As I pass a few athletes, I feel like I need to say something, some gesture acknowledging this shared agony, like “Ah, it’s a hill” or “Hell of a hill, huh?” or even simply “HIIILLLLLL”. Luckily, I can’t talk and ride a bike at the same time. The climb is about 1.5 miles long. I make it to 1.4 before getting off the bike and walking on my heels, scraping my cleats against the pavement. “Now this is a hill,” says a young woman as she passes me with minimal effort.
Finally the terrain flattens out, and I mount my bike, and coast at 30MPH back to the transition area, my tires barely maintaining contact with the slick pavement. Somehow, I’m more soaked than when I finished the swim.
A few turns later and I’m back in transition. I scoot in, pry my shoes off, put on my sneakers. My wife watches, mortified, as I try to affix my running bib to my shirt, my numb fingers flopping all over my chest. I’ve never been particularly skillful with safety pins or life in general, but somehow I manage to slap the thing on and begin the run.
I bound into the woods at my usual 5K pace as my wife cheers. As soon as I’m out of sight I drop down to my half-marathon pace. I can’t run fast. I can’t do anything fast. It took me half an hour just to register for this race.
The run course is simply a tour through all the parking lots the park has to offer. I loop around one, then another, then another. Volunteers cheer and hand out paper cups of water. I grab them all, smash them into my face, let my beard absorb the precious fluid. There’s nowhere to throw the garbage so I just hold an increasing number of squashed paper cups in my fist. I keep running. I should be gritting my teeth more.

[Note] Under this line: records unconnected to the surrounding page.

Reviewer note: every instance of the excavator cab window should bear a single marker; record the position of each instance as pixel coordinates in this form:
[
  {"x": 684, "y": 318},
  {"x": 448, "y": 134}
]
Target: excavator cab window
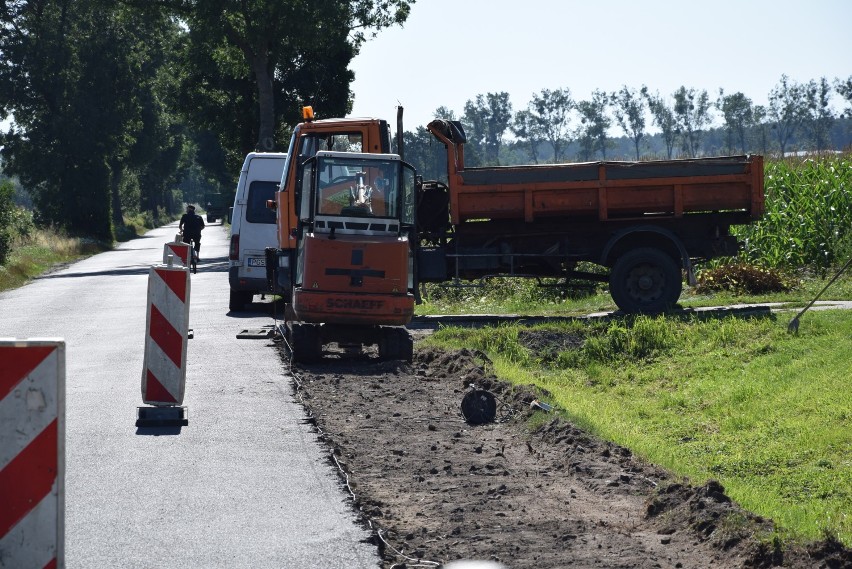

The 5K is a descent into chaos. Runners use both sides of the path, forming a sweaty labyrinth through which I must maneuver. Paper cups litter the ground. In the distance, the throaty laughter of the Hill echoes like a cthonic thunderclap. We all loop around identical parking lots over and over again. My legs move reflexively, not out of a desire to finish the race, but because they have forgotten a time when they weren’t consumed by fiery pain, like white-collar workers who stay with their floundering company because they “like the people they work with.” My legs are office dads. Waves lap on the shore. I recall being overweight and out of shape, the gorgeous simplicity of living doughnut to doughnut. On the horizon, a bird cries. Woo, the spectators say. Woo.
Before I realize what’s happening, I floop-a-doop across the finish line.

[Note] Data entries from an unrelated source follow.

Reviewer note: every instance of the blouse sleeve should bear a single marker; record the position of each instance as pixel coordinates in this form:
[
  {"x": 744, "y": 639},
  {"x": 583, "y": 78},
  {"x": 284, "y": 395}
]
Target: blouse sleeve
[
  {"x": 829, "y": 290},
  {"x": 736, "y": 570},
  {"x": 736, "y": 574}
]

A finisher’s medal is thrust into my hands. I stumble into the parking lot where my wife is waiting. She embraces me and tells me she’s proud.
“Aaaaaahhhhh,” I say.
I never want to move again. We retrieve my gear and on pulsing legs I make it to the car. The event is already blurry in my mind, a memory of a painful mistake. My body is coated in a film of sweat and rainwater and I smell like the lake. On the ride home, I open Chrome on my phone and scroll through a list of upcoming triathlons, begin selecting the ones I want to do next year.